The WWE were lucky in the 1990’s because of the track record they had with stars in the 1980’s. Vince Mcmahon promised new stars and a new way of doing things in late 1997. However, it is notable that Vince Mcmahon promised to provide the opposite of the Hulk Hogan Era of Rock ‘N Wrestling. It shows that Hogan’s impact was the pulse of the industry and that WWE had to react due to Hogan understanding at the time why the fans had turned on him. Austin became the perfect foil against the establishment that the fans now despised due to the earlier part of the 1990’s.

The only person who I can see having this kind of pulse to reverberate through the industry that will hit the emotional buttons like Hulk Hogan did in the 90’s with attacking the real problems fans had with the product is either John Cena or The Rock in AEW.
The Rock for obvious reasons would automatically create a huge reaction to shake the foundations of what was built in the last 20 years. John Cena is the other person due to him being the poster boy for what was deemed the PG Era that ran in the 00’s post Austin and Rock’s Attitude Era. He has been blamed for the downfall of the WWE and why fans started to do backlash on top stars who are suppose to be fan favorites.

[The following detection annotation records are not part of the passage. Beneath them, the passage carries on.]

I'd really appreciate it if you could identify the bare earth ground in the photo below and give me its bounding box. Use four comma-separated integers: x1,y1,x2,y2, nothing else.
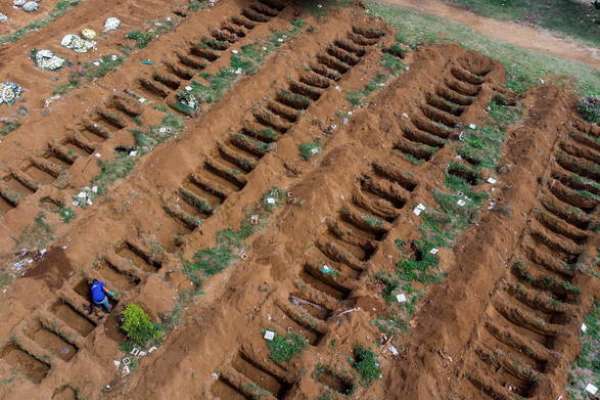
0,0,600,400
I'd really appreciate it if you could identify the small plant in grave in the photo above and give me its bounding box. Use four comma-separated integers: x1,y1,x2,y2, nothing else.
263,332,308,363
350,345,381,386
577,96,600,124
298,140,321,161
121,303,163,347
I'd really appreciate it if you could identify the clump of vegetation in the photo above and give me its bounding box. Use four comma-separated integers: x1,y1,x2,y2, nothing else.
577,96,600,124
267,332,308,363
351,346,381,386
298,140,321,161
121,303,162,347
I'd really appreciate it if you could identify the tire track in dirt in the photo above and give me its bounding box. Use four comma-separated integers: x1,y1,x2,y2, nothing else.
0,7,396,398
106,43,506,400
0,1,292,252
455,115,600,399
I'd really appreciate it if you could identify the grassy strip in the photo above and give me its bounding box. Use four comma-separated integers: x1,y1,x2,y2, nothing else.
374,100,520,335
567,301,600,400
446,0,600,47
174,19,304,115
0,0,82,45
368,0,600,95
184,188,287,285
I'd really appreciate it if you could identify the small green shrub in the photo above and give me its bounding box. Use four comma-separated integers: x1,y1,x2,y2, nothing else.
577,96,600,124
121,304,162,347
352,346,381,386
267,332,308,363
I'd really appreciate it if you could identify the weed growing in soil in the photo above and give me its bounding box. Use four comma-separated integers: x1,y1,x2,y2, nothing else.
0,0,81,45
173,20,304,115
567,301,600,400
350,346,381,386
121,304,163,347
263,332,308,363
183,187,287,286
367,0,600,95
0,121,21,137
298,141,321,161
577,96,600,124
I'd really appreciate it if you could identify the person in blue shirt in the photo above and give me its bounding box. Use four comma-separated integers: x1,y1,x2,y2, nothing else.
90,279,112,312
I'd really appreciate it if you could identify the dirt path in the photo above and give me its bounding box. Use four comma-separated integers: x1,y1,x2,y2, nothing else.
385,0,600,68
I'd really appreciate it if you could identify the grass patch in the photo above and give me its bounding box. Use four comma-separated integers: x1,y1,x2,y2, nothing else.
350,346,381,386
367,0,600,95
567,301,600,400
0,0,81,45
446,0,600,47
0,121,21,137
267,332,308,363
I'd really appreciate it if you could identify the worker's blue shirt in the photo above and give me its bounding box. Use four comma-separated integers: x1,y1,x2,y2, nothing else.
90,282,106,303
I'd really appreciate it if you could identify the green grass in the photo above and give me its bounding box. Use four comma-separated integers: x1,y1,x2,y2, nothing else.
0,0,81,45
567,301,600,400
351,346,381,386
367,0,600,95
446,0,600,47
267,332,308,363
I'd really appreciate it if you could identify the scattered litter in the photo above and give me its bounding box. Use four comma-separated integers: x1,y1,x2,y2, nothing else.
34,49,65,71
413,203,426,217
81,28,97,40
104,17,121,32
23,1,40,12
264,331,275,342
388,344,400,356
60,34,96,53
0,81,23,104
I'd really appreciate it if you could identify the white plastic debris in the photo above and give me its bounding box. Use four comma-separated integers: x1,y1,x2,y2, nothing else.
35,49,65,71
585,383,598,396
81,28,96,40
396,293,406,303
264,331,275,342
413,203,426,217
388,344,400,356
23,1,40,12
0,81,23,104
104,17,121,32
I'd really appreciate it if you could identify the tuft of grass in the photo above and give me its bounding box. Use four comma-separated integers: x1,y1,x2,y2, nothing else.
298,141,321,161
367,0,600,95
267,332,308,363
351,346,381,386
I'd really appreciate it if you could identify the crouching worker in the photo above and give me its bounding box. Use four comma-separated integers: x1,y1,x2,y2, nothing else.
90,279,113,312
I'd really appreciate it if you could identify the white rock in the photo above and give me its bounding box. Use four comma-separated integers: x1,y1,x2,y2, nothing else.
104,17,121,32
264,331,275,342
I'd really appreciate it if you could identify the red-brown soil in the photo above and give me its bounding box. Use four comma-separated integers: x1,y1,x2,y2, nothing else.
0,0,600,400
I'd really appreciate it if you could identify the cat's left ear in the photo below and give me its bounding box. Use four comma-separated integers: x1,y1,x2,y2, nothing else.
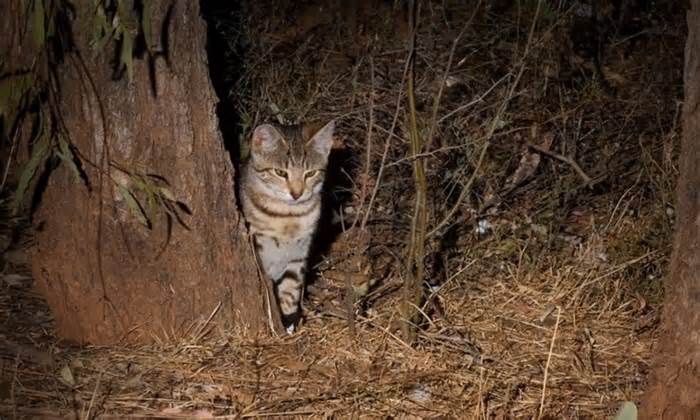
306,120,335,157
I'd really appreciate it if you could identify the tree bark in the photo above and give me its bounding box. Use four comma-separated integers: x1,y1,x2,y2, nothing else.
640,0,700,420
32,0,267,344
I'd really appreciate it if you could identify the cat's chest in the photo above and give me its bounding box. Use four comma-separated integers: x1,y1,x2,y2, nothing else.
243,194,320,243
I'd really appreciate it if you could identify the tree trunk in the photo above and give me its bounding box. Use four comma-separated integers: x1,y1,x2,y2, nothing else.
640,0,700,420
32,0,267,344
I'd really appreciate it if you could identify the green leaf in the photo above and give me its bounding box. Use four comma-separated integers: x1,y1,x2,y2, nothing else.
0,73,34,122
55,135,80,181
158,187,177,201
614,401,638,420
10,124,50,214
118,185,151,228
32,0,46,50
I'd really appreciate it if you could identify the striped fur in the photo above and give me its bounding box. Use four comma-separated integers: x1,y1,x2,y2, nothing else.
241,121,335,332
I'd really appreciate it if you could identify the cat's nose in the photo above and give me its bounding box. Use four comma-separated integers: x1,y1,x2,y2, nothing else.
289,186,304,200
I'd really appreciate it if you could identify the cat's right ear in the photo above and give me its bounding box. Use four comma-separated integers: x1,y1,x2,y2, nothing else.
251,124,284,153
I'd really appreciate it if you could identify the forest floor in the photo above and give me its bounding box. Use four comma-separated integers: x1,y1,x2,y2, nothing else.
0,0,685,419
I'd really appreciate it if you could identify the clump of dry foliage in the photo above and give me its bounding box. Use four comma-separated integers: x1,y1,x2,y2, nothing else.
0,0,685,418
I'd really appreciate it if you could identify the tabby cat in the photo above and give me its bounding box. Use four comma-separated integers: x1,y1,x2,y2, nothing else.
240,121,335,333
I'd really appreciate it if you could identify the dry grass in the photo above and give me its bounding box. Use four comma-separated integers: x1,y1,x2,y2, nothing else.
0,1,684,419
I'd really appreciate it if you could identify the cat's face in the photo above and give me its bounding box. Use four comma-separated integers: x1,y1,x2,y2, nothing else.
250,121,335,203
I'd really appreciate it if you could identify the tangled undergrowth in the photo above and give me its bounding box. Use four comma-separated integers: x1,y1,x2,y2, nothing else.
0,0,685,419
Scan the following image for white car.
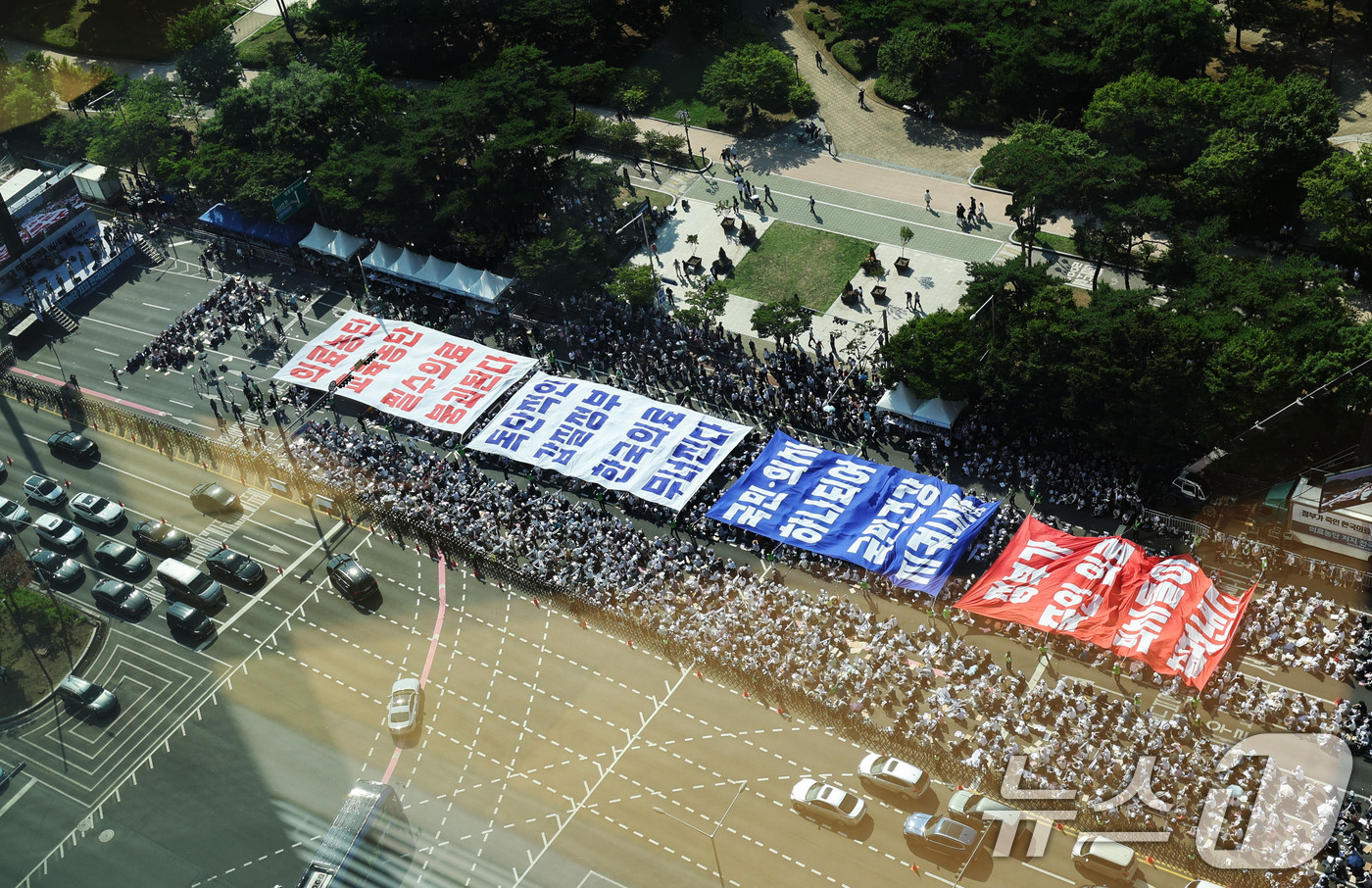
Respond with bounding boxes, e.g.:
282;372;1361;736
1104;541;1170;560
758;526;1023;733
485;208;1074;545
385;678;419;734
72;493;123;527
0;497;30;530
33;512;85;552
790;777;867;823
858;752;929;799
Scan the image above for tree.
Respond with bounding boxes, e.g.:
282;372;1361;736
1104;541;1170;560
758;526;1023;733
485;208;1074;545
881;309;988;401
175;30;243;104
1092;0;1224;81
1300;144;1372;274
751;294;815;346
605;265;658;309
700;42;796;114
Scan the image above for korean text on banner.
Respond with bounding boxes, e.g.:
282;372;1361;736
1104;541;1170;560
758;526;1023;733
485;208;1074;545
467;371;748;510
708;432;1001;594
957;518;1252;688
273;312;534;433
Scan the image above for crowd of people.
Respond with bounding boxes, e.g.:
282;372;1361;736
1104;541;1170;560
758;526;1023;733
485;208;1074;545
125;255;1372;884
126;274;295;373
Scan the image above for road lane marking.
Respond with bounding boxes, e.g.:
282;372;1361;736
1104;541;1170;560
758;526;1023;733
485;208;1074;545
0;777;38;816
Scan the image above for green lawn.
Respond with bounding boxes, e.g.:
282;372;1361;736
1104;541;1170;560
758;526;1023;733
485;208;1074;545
0;0;205;59
728;222;871;312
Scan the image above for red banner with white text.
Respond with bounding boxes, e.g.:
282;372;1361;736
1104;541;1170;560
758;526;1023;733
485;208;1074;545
957;518;1252;688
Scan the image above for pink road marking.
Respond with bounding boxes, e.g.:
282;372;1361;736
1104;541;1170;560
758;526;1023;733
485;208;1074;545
381;552;447;784
10;367;172;416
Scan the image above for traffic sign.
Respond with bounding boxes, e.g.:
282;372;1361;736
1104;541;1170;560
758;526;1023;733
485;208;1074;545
271;178;310;222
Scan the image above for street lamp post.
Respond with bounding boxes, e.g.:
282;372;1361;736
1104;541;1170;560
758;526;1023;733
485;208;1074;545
653;779;748;885
676;109;696;166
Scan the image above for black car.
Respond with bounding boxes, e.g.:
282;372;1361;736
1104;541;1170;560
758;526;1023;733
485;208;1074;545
90;579;152;620
205;549;267;589
93;539;152;576
48;431;100;460
328;552;377;601
133;518;191;555
24;549;85;586
191;484;239;515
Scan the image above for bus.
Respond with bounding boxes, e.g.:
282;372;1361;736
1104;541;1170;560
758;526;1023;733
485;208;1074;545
299;779;415;888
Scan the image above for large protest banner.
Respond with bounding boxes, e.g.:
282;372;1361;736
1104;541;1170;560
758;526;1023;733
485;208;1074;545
957;518;1252;689
271;312;535;433
708;432;1001;594
467;371;748;510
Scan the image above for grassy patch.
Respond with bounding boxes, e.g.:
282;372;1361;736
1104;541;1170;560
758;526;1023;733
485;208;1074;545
0;0;205;59
728;222;871;312
0;599;95;714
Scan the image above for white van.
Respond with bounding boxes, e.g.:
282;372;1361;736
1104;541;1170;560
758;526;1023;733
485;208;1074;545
158;559;227;611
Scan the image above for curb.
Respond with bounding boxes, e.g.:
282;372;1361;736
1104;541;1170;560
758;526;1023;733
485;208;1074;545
0;603;110;730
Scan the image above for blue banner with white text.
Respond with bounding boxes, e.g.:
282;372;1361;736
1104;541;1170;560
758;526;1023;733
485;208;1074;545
708;432;1001;594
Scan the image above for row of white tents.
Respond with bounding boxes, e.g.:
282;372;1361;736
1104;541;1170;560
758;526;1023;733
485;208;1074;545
301;222;514;302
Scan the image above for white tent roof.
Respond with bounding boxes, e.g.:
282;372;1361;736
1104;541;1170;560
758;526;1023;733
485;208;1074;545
877;383;967;428
391;247;428;281
419;255;457;287
363;243;401;273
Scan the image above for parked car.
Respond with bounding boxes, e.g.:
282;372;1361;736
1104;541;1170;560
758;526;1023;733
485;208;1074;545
385;678;419;736
48;431;100;462
858;752;929;799
72;493;123;528
33;512;85;552
90;579;152;620
93;539;152;576
790;777;867;823
0;497;30;530
58;675;120;715
191;484;239;515
326;552;376;603
24;549;85;586
24;475;68;510
1071;833;1139;885
133;518;191;555
905;814;981;858
205;549;267;589
168;601;214;641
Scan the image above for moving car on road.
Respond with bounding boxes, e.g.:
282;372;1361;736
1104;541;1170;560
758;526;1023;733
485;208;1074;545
93;539;152;576
205;549;267;589
385;678;419;736
48;431;100;460
72;493;123;528
191;484;239;515
58;675;120;715
0;497;30;530
790;777;867;823
24;475;68;510
24;549;85;586
168;601;214;641
328;552;376;603
33;512;85;552
905;814;981;858
858;752;929;799
133;518;191;555
90;579;152;620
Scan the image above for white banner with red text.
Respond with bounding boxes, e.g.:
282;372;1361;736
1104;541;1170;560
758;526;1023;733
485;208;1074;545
957;518;1252;689
271;312;535;433
467;371;749;510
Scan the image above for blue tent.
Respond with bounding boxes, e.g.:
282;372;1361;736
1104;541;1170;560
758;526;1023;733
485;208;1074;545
200;203;310;247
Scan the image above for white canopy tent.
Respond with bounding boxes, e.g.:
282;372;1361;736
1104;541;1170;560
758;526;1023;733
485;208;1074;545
301;222;367;262
877;383;967;428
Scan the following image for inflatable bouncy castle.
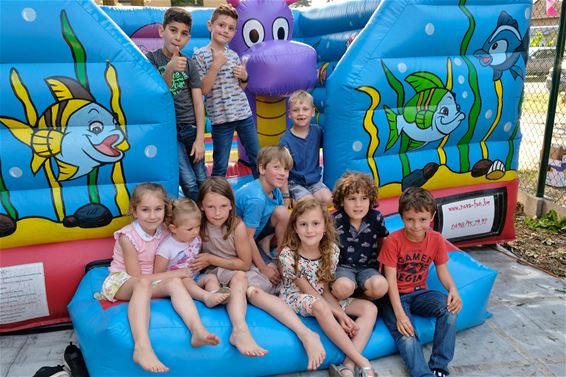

The company delivered in 1997, but can the same be said since Vince Mcmahon bought out WCW and ECW? There was a lot of promise to fans on that dual RAW/Nitro telecast, but also a lot of leery WCW fans. Their fears were found to be grounded in reality as WCW in WWE failed miserably by the end of 2001. He has not rectified the burial of the wrestling fans who followed those leagues over the WWE’s. In WCW’s case, the WWE kept reminding those fans who won the war even when they had signature stars such as Sting on board a few years ago. It is why it is vital for the survival of the industry that AEW be the replacement of those leagues that went bye bye all those years ago. Will AEW be the ones to put an end to Vince Mcmahon’s sports entertainment era? Or will Fox force both brands hands? Time will tell.